In the darkness behind my eyelids, I overhear horrified voices discussing the body in pieces, the impossibility of saving a life so shattered. In my mind's eye, I see the scattered body parts, the brains and blood on the ball and chain. I turn away with my eyes still shut and move toward the back of the building to warn the happy restaurant-goers not to leave by the front. I am thinking, I have seen two people die today. (How two? The logic of dreams.) I could have prevented this death, but I said nothing and shut my eyes.
My friend Sue is in the restaurant, which is enormous, like a beer garden, and crowded with people from some kind of mission trip, all in matching t-shirts. I begin warning them, and then the dream dissolves into wakefulness.
Dream 2: I am standing in crystal-clear Australian ocean water with my friend Saedra, carrying a heavy purse. We are surrounded by the white hot clarity of noon. Bubbles skid and swirl around our feet. On the beach nearby, others splash and play. I want to go swimming, but I'm carrying too much stuff. "Wait here," I tell Saedra. "I'll go lock up my purse at the place where I'm house-sitting, and then I'll only have to carry a couple of keys."
Back at the house—a ramshackle warren of interconnecting rooms—I discover a dozen doors, each with its own keys, some with multiple locks. There are keys of all types: door keys, car keys, tiny and huge keys. I mean to lock up and leave, but I keep getting distracted. For one thing, the neighbors seem to have their own sets of keys, and they keep invading the house. They appear out of nowhere, setting up a party in the living room, taking a shower in one of the bathrooms. As I pass through that bathroom on my way to lock one of the doors, the woman showering grabs me through the curtain, enveloping me in plastic. I shriek, but even in the dream some part of my brain analyzes the moment, realizes it's a reversal of Psycho.
I never escape the house and return to the beautiful, hot, sunny beach and the cool crystal water. At the end of the dream, I'm watching TV with the invading neighbors. It's a show where we can call in and rate old music videos. Somehow, a subliminal message of "Vote no, it's awful" has been laid down to the beat of the current song. On screen, Elton John (flabby, tattooed, in a midriff-baring top) and Bono (in silly amber-colored glasses) squat and sing together.

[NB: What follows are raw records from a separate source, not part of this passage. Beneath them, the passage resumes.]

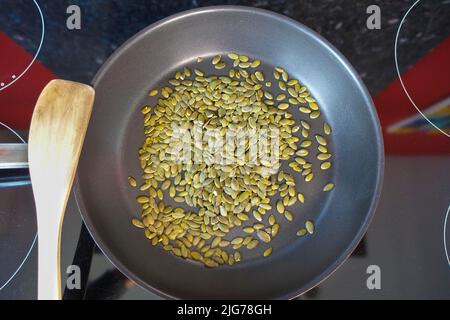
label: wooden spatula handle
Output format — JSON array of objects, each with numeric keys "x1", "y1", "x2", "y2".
[{"x1": 28, "y1": 80, "x2": 94, "y2": 300}]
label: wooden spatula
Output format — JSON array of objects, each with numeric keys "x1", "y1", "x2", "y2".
[{"x1": 28, "y1": 80, "x2": 95, "y2": 300}]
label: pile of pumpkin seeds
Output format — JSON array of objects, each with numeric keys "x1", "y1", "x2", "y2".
[{"x1": 128, "y1": 53, "x2": 334, "y2": 267}]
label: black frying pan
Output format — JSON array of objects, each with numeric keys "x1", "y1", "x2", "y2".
[{"x1": 3, "y1": 6, "x2": 384, "y2": 299}]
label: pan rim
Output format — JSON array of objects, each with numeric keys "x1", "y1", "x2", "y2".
[{"x1": 74, "y1": 5, "x2": 385, "y2": 300}]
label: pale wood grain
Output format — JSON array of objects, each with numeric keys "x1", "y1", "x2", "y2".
[{"x1": 28, "y1": 80, "x2": 95, "y2": 300}]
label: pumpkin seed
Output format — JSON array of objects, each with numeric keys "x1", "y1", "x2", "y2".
[
  {"x1": 128, "y1": 177, "x2": 137, "y2": 188},
  {"x1": 263, "y1": 248, "x2": 272, "y2": 257}
]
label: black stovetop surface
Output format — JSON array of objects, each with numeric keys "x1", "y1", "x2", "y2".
[{"x1": 0, "y1": 0, "x2": 450, "y2": 299}]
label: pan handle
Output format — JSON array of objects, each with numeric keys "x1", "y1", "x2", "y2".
[{"x1": 0, "y1": 143, "x2": 31, "y2": 188}]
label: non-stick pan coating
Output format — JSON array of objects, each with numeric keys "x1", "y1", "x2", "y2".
[{"x1": 75, "y1": 6, "x2": 383, "y2": 299}]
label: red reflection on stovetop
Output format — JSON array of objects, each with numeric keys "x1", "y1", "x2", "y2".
[{"x1": 0, "y1": 32, "x2": 55, "y2": 129}]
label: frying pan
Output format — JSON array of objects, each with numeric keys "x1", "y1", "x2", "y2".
[{"x1": 1, "y1": 6, "x2": 384, "y2": 299}]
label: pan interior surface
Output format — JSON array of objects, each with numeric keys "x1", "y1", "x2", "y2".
[{"x1": 76, "y1": 7, "x2": 383, "y2": 299}]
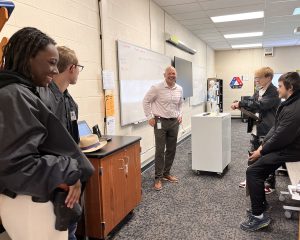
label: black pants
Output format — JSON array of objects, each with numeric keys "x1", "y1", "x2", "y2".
[
  {"x1": 154, "y1": 118, "x2": 179, "y2": 179},
  {"x1": 246, "y1": 152, "x2": 300, "y2": 215},
  {"x1": 248, "y1": 135, "x2": 276, "y2": 189}
]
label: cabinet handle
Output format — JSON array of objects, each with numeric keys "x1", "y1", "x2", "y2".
[
  {"x1": 124, "y1": 156, "x2": 129, "y2": 176},
  {"x1": 119, "y1": 158, "x2": 125, "y2": 170}
]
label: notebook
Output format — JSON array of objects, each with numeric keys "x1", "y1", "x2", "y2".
[{"x1": 78, "y1": 120, "x2": 92, "y2": 137}]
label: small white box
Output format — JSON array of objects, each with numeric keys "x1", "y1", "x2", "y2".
[{"x1": 192, "y1": 113, "x2": 231, "y2": 174}]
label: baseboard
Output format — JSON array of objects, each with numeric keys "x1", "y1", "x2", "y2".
[{"x1": 141, "y1": 131, "x2": 191, "y2": 173}]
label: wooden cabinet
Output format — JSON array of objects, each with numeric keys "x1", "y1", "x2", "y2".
[{"x1": 84, "y1": 137, "x2": 141, "y2": 239}]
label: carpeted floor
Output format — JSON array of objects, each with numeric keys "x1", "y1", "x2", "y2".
[{"x1": 111, "y1": 120, "x2": 298, "y2": 240}]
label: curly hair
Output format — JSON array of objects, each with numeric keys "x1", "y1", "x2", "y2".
[{"x1": 0, "y1": 27, "x2": 56, "y2": 77}]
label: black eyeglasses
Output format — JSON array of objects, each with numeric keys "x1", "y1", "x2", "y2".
[{"x1": 73, "y1": 64, "x2": 84, "y2": 72}]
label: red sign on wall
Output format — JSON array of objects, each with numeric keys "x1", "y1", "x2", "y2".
[{"x1": 229, "y1": 77, "x2": 243, "y2": 89}]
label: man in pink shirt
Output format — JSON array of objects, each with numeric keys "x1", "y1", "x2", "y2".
[{"x1": 143, "y1": 66, "x2": 183, "y2": 190}]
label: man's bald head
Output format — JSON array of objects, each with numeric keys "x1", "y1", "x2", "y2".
[{"x1": 164, "y1": 66, "x2": 177, "y2": 87}]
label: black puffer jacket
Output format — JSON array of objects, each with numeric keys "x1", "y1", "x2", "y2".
[
  {"x1": 261, "y1": 91, "x2": 300, "y2": 158},
  {"x1": 239, "y1": 83, "x2": 280, "y2": 137},
  {"x1": 0, "y1": 71, "x2": 93, "y2": 198}
]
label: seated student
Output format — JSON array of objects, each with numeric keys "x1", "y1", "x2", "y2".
[
  {"x1": 240, "y1": 72, "x2": 300, "y2": 231},
  {"x1": 0, "y1": 27, "x2": 93, "y2": 240}
]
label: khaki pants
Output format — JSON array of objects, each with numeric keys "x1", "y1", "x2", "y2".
[{"x1": 0, "y1": 194, "x2": 68, "y2": 240}]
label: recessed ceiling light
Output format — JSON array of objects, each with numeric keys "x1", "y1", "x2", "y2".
[
  {"x1": 211, "y1": 11, "x2": 264, "y2": 23},
  {"x1": 224, "y1": 32, "x2": 263, "y2": 38},
  {"x1": 293, "y1": 7, "x2": 300, "y2": 15},
  {"x1": 231, "y1": 43, "x2": 262, "y2": 48}
]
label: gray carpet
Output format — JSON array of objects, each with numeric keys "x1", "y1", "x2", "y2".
[{"x1": 111, "y1": 119, "x2": 298, "y2": 240}]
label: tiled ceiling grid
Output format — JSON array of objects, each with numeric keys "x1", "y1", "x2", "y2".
[{"x1": 154, "y1": 0, "x2": 300, "y2": 50}]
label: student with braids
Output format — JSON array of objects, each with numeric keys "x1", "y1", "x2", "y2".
[{"x1": 0, "y1": 27, "x2": 93, "y2": 240}]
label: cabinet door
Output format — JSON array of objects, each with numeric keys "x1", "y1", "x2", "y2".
[
  {"x1": 100, "y1": 151, "x2": 125, "y2": 236},
  {"x1": 82, "y1": 158, "x2": 103, "y2": 237},
  {"x1": 124, "y1": 143, "x2": 142, "y2": 214}
]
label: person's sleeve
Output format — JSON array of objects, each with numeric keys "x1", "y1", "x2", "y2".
[
  {"x1": 239, "y1": 92, "x2": 279, "y2": 112},
  {"x1": 143, "y1": 86, "x2": 157, "y2": 120},
  {"x1": 261, "y1": 111, "x2": 299, "y2": 155},
  {"x1": 0, "y1": 89, "x2": 92, "y2": 197},
  {"x1": 263, "y1": 126, "x2": 275, "y2": 144},
  {"x1": 178, "y1": 88, "x2": 183, "y2": 117}
]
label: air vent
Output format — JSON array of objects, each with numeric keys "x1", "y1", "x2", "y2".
[
  {"x1": 264, "y1": 48, "x2": 274, "y2": 57},
  {"x1": 294, "y1": 27, "x2": 300, "y2": 35}
]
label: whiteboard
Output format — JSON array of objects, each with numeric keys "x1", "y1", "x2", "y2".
[
  {"x1": 118, "y1": 41, "x2": 171, "y2": 126},
  {"x1": 191, "y1": 64, "x2": 207, "y2": 106}
]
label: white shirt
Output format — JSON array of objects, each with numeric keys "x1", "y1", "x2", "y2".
[{"x1": 143, "y1": 81, "x2": 183, "y2": 119}]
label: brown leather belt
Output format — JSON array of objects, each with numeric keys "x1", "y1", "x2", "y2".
[{"x1": 2, "y1": 189, "x2": 50, "y2": 203}]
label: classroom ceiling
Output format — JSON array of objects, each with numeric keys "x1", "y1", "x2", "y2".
[{"x1": 154, "y1": 0, "x2": 300, "y2": 50}]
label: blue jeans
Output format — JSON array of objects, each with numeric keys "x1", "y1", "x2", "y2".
[{"x1": 68, "y1": 222, "x2": 77, "y2": 240}]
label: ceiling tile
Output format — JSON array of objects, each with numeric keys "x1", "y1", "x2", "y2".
[{"x1": 155, "y1": 0, "x2": 300, "y2": 50}]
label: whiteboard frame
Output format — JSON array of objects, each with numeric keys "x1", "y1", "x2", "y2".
[{"x1": 116, "y1": 40, "x2": 172, "y2": 127}]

So, dear readers, what do we make of this? I theorize that both dreams refer to my anxiety about living in a crummy Queens apartment two states away from my husband and our home in Philadelphia. The proliferation of keys in the second dream probably reflects on the fact that I have three keys to the apartment, but cannot even latch my bedroom door. I'm both secure and exposed. Lately I've been ogling the other apartment buildings on the way home, thinking, "Look at those fire escapes! I bet THEY have smoke detectors." And in a fair world, I wouldn't be paying the same amount of rent as the other two roommates, who both have rooms twice the size of mine. But perhaps at this point I'm veering from dream interpretation into straightforward whining.
New York does make me nervous, though: the kind of nervous that makes you want to shut your eyes in front of the wrecking ball. Sensory overload: the subway roars and sways, the cars honk, the elevated train rattles its cage. Gum and dog shit on the sidewalk. People speaking in tongues, refusing eye contact. I feel my smile going underground.